Casey: I would say you can be at any level to get into WWF but with the understanding that you don’t go out in any conditions that you don’t feel comfortable with. The best conditions are really the easiest conditions.

You only need 8 to 15 knots of wind and some small rolling swell. You don’t need or want breaking waves really. It’s so much fun just to ride the rolling swell that seems like for miles sometimes. If you see any kind of bump in the water, you can ride it with a surf foil.

WZ: What kind of foil and board would you recommend for Wave Windfoiling?

Casey: Well I am a bit biased in the board department since I have spent the last 2 years designing and building the most advanced Wind/Sup foil board on the planet that I call “TopGun”. But if you can’t get your hands on one of those, the key elements to look for in a good WWF board is a shorter shape with Flat rocker, along with enough volume and width that you can uphaul easily.

Also, you want the foil mount location more forward on the board; anywhere from 12 -20 inches (30 to 50 cm) from the tail of the board.

As far as foils go, I recommend going with a Bigger “surf” specific model. I don’t see any Wind foil models from the major brands made for WWF yet.
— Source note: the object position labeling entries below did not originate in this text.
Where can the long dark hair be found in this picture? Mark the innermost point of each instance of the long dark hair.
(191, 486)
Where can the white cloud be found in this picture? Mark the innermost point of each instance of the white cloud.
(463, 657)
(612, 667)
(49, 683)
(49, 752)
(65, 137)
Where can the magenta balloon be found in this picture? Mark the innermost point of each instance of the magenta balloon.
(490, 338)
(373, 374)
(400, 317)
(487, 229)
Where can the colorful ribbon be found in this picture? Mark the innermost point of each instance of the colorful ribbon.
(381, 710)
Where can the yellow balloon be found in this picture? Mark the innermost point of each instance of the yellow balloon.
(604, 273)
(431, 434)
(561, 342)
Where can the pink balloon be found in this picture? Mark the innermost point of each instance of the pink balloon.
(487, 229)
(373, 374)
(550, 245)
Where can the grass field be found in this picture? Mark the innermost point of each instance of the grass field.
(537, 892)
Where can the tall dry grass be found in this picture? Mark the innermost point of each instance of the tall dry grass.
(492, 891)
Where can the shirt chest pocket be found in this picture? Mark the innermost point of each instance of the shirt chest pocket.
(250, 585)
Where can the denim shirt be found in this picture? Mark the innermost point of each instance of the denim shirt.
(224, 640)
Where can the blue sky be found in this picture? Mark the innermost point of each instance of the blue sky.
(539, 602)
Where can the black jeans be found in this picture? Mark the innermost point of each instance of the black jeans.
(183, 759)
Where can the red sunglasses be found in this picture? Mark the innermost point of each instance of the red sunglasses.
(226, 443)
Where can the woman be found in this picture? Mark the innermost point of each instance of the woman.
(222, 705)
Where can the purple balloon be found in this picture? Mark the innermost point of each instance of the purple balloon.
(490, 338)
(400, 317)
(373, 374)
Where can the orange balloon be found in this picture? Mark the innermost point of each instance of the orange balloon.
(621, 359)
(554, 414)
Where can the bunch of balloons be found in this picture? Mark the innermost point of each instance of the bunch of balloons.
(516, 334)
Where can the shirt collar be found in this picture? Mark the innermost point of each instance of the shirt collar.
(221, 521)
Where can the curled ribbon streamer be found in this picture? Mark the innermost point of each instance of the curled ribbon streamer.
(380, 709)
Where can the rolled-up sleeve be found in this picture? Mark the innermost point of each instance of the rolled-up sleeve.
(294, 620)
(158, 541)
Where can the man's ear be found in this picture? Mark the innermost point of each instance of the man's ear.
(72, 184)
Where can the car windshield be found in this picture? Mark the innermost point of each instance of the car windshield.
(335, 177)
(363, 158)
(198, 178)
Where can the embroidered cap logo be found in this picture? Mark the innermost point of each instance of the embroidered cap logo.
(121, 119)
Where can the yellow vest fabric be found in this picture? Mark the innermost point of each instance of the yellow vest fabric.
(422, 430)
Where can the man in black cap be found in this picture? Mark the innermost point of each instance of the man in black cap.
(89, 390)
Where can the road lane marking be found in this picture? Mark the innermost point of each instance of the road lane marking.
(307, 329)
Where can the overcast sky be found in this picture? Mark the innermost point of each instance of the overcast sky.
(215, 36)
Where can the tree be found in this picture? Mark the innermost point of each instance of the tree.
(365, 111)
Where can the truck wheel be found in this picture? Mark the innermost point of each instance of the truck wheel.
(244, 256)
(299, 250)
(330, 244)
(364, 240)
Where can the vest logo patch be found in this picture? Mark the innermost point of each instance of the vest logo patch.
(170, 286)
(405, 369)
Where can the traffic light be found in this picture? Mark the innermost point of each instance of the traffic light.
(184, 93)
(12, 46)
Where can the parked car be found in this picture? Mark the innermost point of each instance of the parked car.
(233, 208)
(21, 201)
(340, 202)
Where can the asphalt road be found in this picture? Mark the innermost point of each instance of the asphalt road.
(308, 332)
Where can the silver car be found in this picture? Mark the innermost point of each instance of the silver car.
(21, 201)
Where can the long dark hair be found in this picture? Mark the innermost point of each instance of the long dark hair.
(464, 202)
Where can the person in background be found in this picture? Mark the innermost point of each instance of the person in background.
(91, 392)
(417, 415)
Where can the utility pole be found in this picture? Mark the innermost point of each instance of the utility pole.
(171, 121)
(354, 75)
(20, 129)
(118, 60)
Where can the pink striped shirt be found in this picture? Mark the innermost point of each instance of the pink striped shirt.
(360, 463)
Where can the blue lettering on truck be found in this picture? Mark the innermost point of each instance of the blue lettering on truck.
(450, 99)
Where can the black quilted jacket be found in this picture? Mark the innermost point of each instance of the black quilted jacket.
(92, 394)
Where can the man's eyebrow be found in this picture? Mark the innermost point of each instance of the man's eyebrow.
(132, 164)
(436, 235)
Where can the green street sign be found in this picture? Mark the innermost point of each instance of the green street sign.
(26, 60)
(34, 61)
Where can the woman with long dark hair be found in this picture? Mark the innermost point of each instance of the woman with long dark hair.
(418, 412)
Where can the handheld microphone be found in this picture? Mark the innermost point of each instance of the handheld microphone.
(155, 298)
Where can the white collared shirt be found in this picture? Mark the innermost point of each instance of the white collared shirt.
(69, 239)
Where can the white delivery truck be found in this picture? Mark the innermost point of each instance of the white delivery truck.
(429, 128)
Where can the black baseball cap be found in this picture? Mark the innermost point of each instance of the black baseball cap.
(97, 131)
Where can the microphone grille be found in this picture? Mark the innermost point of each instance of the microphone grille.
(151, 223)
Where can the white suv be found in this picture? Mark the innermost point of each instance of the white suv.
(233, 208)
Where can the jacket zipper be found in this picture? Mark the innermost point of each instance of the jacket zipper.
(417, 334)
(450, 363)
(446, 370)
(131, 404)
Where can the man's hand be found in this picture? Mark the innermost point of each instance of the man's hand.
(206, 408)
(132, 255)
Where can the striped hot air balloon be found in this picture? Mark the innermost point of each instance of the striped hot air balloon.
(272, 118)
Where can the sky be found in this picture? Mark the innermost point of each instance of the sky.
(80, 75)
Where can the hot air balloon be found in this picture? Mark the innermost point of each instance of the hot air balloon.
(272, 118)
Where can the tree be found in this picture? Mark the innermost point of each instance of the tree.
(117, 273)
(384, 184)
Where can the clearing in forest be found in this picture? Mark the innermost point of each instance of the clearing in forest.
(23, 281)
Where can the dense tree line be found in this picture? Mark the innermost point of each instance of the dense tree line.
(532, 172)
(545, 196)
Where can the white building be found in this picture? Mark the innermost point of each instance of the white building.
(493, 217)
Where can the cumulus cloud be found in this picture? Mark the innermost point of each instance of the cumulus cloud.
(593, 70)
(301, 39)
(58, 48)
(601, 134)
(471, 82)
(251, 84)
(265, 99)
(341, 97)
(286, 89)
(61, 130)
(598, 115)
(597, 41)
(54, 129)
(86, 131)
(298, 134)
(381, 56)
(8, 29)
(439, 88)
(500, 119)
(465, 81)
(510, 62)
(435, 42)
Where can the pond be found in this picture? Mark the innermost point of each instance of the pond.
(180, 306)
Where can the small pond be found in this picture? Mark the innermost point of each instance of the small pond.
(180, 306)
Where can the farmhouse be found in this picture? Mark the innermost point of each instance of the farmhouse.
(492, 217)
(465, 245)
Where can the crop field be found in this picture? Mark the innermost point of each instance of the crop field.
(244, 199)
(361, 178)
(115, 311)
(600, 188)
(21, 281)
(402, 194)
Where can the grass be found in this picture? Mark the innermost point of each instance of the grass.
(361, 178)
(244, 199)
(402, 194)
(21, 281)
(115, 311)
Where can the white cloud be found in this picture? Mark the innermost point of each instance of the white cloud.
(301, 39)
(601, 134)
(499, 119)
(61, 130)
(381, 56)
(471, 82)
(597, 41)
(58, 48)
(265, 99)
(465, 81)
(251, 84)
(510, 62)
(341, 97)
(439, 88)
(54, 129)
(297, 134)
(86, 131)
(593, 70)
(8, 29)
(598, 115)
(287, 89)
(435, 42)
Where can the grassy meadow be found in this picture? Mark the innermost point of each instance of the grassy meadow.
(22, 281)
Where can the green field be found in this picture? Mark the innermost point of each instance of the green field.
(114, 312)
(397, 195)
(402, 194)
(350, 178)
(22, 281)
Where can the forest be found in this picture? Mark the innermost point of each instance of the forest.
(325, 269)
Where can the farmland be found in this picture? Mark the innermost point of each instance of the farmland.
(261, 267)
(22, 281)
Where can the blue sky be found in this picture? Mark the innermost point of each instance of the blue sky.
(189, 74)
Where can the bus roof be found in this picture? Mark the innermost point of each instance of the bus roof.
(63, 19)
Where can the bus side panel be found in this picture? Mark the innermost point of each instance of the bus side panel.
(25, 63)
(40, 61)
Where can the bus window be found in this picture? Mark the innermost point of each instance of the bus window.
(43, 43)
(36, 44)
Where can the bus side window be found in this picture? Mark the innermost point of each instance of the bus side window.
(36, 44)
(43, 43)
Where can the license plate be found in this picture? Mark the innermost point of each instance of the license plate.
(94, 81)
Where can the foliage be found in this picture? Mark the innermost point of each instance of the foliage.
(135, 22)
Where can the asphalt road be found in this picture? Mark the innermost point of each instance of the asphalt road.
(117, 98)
I bet that changes in the near future though.

Go Foil is the best I have tried so far, The Iwa/Maliko200 combo with the 29” mast is outstanding and works for everything. The things to look for in a good WWF surf foil are front wings that produce a good amount of lift. You need the higher lift surf foils to hold up the rig weight when surfing and gliding through the lulls.

WZ: A practical question to finish off: How do you manage to go out in the water with the foil while dealing with the shorebreak?

Casey: Ahh yes the infamous shore break. Well, the first thing to try to do is always avoid the shore break. But if you can’t, use the same rules that you use when you’re wave sailing.

In the shore break, I walk the gear in backward with the mast pointing towards the wave then I swim the gear past the shore break.

In a situation where you can walk out a ways and water start or uphaul, just pump the sail, get going on the foil and fly over the break. That’s the fun way!

3. Race foiling

As I said previously, the leading windsurfing brands have mostly focused on racing kits to promote windfoiling, thinking ahead with the Olympics in mind, and also supported by the windsurfing pro tour PWA organizing windfoil race events.

To better understand how racing differs from freeride foiling, 2 race experts have answered our questions: Sebastian Kornum, DEN-24 (JP/Neilpryde) and Gediminas Gresevicius LTU-76.

Windfoil Zone: Sebastian and Gediminas, as experienced race foilers could you describe how race-foiling equipment is different from freeride-foiling?

Sebastian: Let’s begin with the foils. Racing foils are designed to create minimum drag while offering maximum power going upwind and downwind. Reaching is a secondary priority, which is why racing foils are normally difficult on a reach especially in stronger winds.

This is achieved by making the mast as thinly profiled as possible. The construction of a thin profiled mast takes a lot of carbon and a good mold to get enough stiffness. Aluminum is not enough if you want to make these profiles.

Wings for racing are between 80-100cm, and fuselages vary from 100-120cm. All together for a lot of power but also sacrificing control.

Racing sails are designed to have a large wind range and most important offer a lot of power for light wind and early planing. The trend is high aspect A-class catamaran inspired sails which we will see a lot more of on the market going forward.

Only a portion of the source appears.